TL;DR: A production-grade blueprint for running Virtual Machines on Azure Kubernetes Service (AKS). This project demonstrates how to unify container and VM operations while solving the "Identity Gap" using Azure Arc—enabling true Azure AD SSH authentication with zero manual key management.
View the Complete Project on GitHub
Table of Contents
- The Problem: Operational Fragmentation
- What is KubeVirt?
- Architecture Overview
- The Identity Challenge: No IMDS
- Multi-Tenancy & Security
- Implementation Deep Dive
- Deployment Guide
- Technologies & Skills Demonstrated
The Problem: Operational Fragmentation {#the-problem}
The Reality of Enterprise IT
Here's a truth nobody talks about at cloud conferences: most enterprises aren't running everything in containers. They're not even close.
While we celebrate microservices and Kubernetes, the reality on the ground looks different.

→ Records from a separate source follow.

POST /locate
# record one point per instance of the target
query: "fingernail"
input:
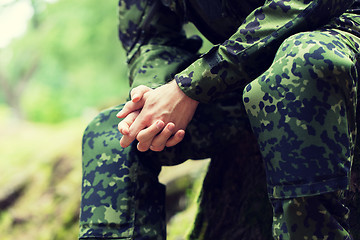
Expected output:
(171, 127)
(159, 124)
(135, 97)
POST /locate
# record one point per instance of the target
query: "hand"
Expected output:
(167, 104)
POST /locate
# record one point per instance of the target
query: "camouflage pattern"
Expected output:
(303, 113)
(121, 196)
(301, 106)
(318, 217)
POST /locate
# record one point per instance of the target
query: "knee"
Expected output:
(101, 132)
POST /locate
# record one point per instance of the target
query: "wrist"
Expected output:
(182, 94)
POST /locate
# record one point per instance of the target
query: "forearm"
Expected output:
(249, 52)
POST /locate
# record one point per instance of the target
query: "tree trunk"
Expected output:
(234, 203)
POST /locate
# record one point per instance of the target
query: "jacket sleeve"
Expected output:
(154, 41)
(249, 52)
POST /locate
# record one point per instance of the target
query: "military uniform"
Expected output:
(286, 68)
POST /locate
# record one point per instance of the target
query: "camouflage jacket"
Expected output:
(246, 37)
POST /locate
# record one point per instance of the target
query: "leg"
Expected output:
(121, 196)
(302, 110)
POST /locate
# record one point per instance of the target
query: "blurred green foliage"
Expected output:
(77, 61)
(66, 68)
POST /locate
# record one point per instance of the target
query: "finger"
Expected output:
(146, 136)
(160, 140)
(130, 107)
(125, 124)
(138, 92)
(178, 137)
(126, 140)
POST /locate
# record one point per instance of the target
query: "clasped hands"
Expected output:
(157, 118)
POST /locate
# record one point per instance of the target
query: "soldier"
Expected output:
(289, 67)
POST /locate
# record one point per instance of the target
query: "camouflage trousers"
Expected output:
(302, 111)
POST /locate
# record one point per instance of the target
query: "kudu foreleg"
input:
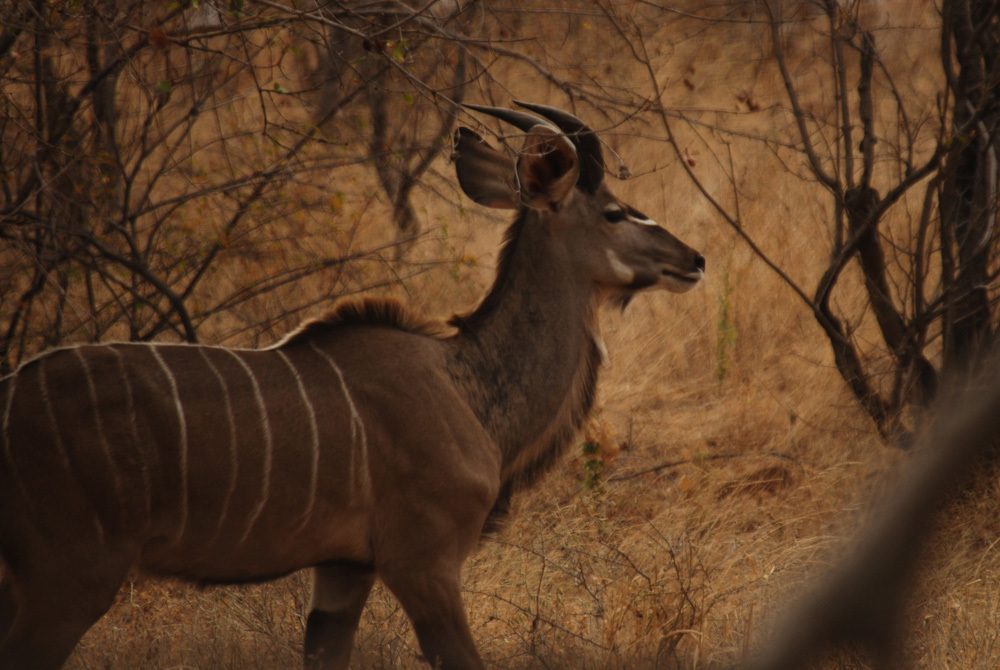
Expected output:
(339, 594)
(433, 602)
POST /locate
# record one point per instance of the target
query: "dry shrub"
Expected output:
(762, 472)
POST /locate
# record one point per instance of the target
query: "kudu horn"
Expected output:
(587, 144)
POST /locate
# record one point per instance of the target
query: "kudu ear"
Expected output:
(547, 168)
(486, 175)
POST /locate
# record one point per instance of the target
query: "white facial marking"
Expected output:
(183, 446)
(622, 271)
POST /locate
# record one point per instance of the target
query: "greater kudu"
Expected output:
(368, 443)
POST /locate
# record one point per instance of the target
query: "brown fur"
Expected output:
(368, 311)
(370, 443)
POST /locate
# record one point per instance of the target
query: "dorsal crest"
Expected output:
(378, 312)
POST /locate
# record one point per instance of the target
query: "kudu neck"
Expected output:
(527, 355)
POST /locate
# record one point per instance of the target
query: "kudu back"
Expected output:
(368, 443)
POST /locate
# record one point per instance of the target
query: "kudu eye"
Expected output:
(615, 215)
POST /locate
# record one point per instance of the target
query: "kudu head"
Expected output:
(558, 177)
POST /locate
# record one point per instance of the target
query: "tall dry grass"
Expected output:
(754, 478)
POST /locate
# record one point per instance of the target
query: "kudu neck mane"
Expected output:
(529, 351)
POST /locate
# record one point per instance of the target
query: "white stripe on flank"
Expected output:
(11, 385)
(233, 453)
(51, 415)
(182, 425)
(621, 270)
(357, 426)
(137, 445)
(268, 446)
(314, 430)
(101, 436)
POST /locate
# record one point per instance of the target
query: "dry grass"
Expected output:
(772, 466)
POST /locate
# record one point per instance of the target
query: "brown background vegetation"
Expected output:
(758, 460)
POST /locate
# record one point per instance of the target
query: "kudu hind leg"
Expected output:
(339, 594)
(53, 611)
(433, 602)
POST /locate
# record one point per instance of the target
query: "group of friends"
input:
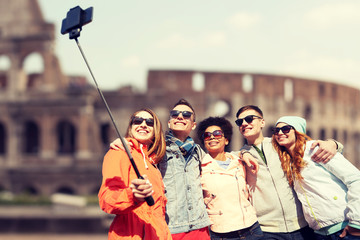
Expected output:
(285, 187)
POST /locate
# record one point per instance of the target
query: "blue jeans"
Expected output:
(251, 233)
(335, 236)
(305, 233)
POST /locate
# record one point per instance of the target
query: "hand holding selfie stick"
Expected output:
(72, 24)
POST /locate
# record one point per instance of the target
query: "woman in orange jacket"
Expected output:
(123, 194)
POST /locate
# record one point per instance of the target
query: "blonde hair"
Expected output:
(292, 165)
(158, 146)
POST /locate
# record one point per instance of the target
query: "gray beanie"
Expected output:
(298, 123)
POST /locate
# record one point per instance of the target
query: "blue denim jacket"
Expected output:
(185, 209)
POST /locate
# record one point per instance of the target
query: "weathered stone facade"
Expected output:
(55, 130)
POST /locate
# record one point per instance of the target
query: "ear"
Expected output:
(193, 125)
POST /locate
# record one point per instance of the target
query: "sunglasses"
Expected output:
(248, 119)
(285, 129)
(176, 113)
(217, 134)
(139, 120)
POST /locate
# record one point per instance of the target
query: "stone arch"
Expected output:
(5, 65)
(247, 83)
(3, 138)
(288, 90)
(31, 137)
(222, 108)
(269, 131)
(198, 82)
(66, 136)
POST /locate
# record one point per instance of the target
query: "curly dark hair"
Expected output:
(221, 122)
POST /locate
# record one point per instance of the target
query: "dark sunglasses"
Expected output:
(217, 134)
(139, 120)
(176, 113)
(285, 129)
(248, 119)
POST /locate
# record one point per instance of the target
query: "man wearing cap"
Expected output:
(278, 210)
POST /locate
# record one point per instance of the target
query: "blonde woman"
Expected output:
(123, 194)
(329, 193)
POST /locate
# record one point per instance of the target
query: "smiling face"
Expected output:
(286, 140)
(252, 131)
(180, 126)
(215, 145)
(142, 132)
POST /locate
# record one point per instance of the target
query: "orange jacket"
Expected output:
(133, 220)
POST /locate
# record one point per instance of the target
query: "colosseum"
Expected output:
(55, 130)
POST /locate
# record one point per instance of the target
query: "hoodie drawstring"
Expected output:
(144, 158)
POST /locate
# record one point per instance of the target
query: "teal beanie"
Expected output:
(298, 123)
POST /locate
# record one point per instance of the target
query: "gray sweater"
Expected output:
(277, 206)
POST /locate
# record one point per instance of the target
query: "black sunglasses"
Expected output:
(217, 134)
(176, 113)
(248, 119)
(285, 129)
(139, 120)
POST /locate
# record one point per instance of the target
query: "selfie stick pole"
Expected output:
(149, 200)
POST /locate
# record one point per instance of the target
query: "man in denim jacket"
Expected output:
(185, 210)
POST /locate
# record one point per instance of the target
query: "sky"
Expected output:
(305, 38)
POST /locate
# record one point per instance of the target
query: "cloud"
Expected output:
(176, 40)
(333, 14)
(342, 70)
(214, 39)
(243, 20)
(181, 41)
(130, 61)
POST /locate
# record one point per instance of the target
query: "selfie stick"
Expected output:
(75, 15)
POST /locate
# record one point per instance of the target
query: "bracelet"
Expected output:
(243, 152)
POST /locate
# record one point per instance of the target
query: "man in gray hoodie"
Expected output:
(278, 210)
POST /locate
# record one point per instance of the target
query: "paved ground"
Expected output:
(53, 237)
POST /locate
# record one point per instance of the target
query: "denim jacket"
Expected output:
(185, 209)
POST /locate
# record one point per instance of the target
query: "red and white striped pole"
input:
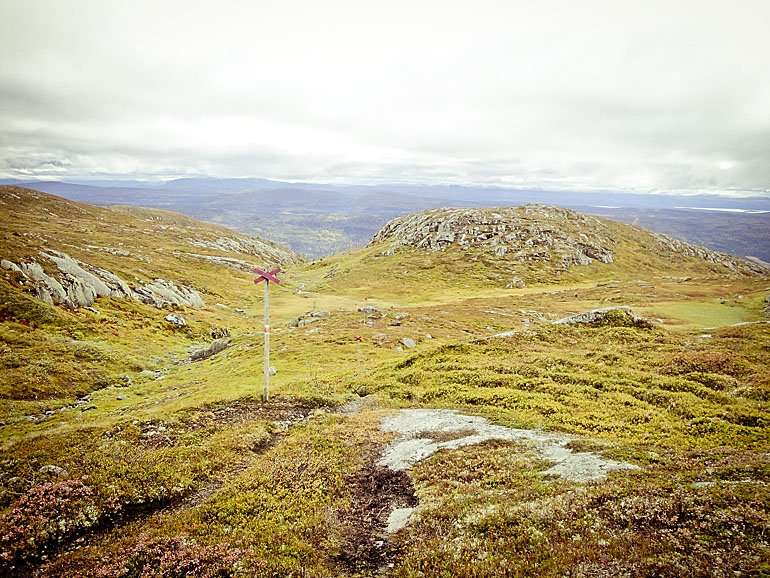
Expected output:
(266, 385)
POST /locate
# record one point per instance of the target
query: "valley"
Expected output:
(126, 454)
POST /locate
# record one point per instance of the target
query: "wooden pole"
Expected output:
(266, 385)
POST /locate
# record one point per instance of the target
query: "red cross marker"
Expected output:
(268, 277)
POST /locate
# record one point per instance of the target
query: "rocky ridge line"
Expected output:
(79, 284)
(533, 233)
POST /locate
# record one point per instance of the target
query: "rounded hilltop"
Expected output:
(518, 246)
(528, 233)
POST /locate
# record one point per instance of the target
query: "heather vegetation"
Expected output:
(122, 457)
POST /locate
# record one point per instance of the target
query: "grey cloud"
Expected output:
(647, 96)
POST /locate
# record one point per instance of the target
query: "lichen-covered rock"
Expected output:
(308, 318)
(620, 316)
(529, 233)
(539, 233)
(78, 284)
(176, 319)
(265, 250)
(9, 266)
(162, 293)
(215, 347)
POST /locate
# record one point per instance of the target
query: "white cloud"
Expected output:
(599, 94)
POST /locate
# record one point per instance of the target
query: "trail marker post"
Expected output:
(267, 277)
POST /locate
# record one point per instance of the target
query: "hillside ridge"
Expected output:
(52, 251)
(537, 232)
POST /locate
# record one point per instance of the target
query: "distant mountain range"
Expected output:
(318, 219)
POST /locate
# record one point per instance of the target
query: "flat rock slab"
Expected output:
(423, 432)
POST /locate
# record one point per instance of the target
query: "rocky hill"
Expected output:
(559, 239)
(71, 254)
(91, 296)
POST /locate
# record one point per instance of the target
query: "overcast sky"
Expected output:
(640, 95)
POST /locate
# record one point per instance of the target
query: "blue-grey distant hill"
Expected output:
(318, 219)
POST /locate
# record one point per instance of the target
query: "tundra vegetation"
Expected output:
(125, 455)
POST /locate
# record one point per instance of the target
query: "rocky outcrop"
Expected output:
(308, 318)
(231, 262)
(620, 316)
(671, 245)
(162, 293)
(529, 233)
(215, 347)
(77, 284)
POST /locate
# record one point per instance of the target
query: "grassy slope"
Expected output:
(686, 408)
(53, 354)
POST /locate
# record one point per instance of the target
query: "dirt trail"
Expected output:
(423, 432)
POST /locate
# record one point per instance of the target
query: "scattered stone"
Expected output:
(149, 373)
(52, 470)
(219, 332)
(369, 310)
(516, 283)
(620, 316)
(308, 318)
(10, 266)
(215, 347)
(379, 339)
(397, 519)
(162, 293)
(176, 319)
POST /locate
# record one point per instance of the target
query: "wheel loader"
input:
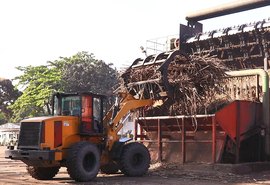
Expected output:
(77, 136)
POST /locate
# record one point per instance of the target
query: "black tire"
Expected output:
(83, 161)
(111, 168)
(135, 159)
(42, 173)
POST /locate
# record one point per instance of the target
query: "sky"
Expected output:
(33, 32)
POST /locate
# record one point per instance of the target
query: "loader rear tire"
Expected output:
(42, 173)
(83, 161)
(135, 159)
(111, 168)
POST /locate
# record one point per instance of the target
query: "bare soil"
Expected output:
(14, 172)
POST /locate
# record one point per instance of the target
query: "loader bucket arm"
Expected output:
(127, 104)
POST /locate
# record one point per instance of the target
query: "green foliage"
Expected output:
(3, 119)
(8, 95)
(38, 82)
(80, 72)
(84, 73)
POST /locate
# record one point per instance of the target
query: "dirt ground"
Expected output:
(14, 172)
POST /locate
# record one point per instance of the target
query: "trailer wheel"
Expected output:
(135, 159)
(42, 173)
(83, 161)
(110, 168)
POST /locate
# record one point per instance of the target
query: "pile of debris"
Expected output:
(191, 84)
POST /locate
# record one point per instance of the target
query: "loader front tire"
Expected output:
(83, 161)
(135, 159)
(42, 173)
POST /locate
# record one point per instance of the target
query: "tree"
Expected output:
(8, 96)
(84, 73)
(38, 83)
(80, 72)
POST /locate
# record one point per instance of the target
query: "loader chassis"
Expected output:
(77, 136)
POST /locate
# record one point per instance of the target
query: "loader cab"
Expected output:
(88, 107)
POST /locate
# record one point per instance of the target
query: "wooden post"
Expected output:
(136, 130)
(159, 141)
(183, 144)
(213, 139)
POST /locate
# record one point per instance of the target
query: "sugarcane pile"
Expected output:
(194, 82)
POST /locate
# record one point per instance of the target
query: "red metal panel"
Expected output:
(244, 114)
(57, 133)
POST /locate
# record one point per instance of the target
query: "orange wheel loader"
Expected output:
(77, 136)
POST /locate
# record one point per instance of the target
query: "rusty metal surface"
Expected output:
(225, 9)
(239, 47)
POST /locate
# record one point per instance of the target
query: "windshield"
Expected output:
(67, 106)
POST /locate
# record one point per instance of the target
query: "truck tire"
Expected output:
(110, 168)
(42, 173)
(134, 160)
(83, 161)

Organizations still depend heavily on Virtual Machines for their most critical workloads:
- Legacy Databases like Oracle and SQL Server that would require months of refactoring to containerize properly
- Proprietary Software with licensing tied to specific OS configurations
- Compliance-bound Workloads that regulators insist must run in isolated VMs
- Lift-and-Shift Migrations that moved to the cloud but never got modernized
This isn't a failure—it's pragmatism. These VMs run the systems that actually make money.
The "Two-Stack Problem"
But here's where things get messy. Organizations end up managing two completely separate infrastructure stacks:
| Aspect | Container Stack | VM Stack |
|---|---|---|
| Orchestration | Kubernetes | vSphere, Hyper-V, Azure VMs |
| CI/CD Pipeline | ArgoCD, Flux, Jenkins | Separate scripts, manual deployment |
| Monitoring | Prometheus, Grafana | vRealize, SCOM, Azure Monitor |
| Networking | CNI (Calico, Cilium) | NSX, Azure VNet |
| Access Control | Kubernetes RBAC | AD Groups, SSH Keys |
The Hidden Costs of Two-Stack Operations
The Solution: Unified Operations with KubeVirt
What if you could run your VMs on the same platform as your containers?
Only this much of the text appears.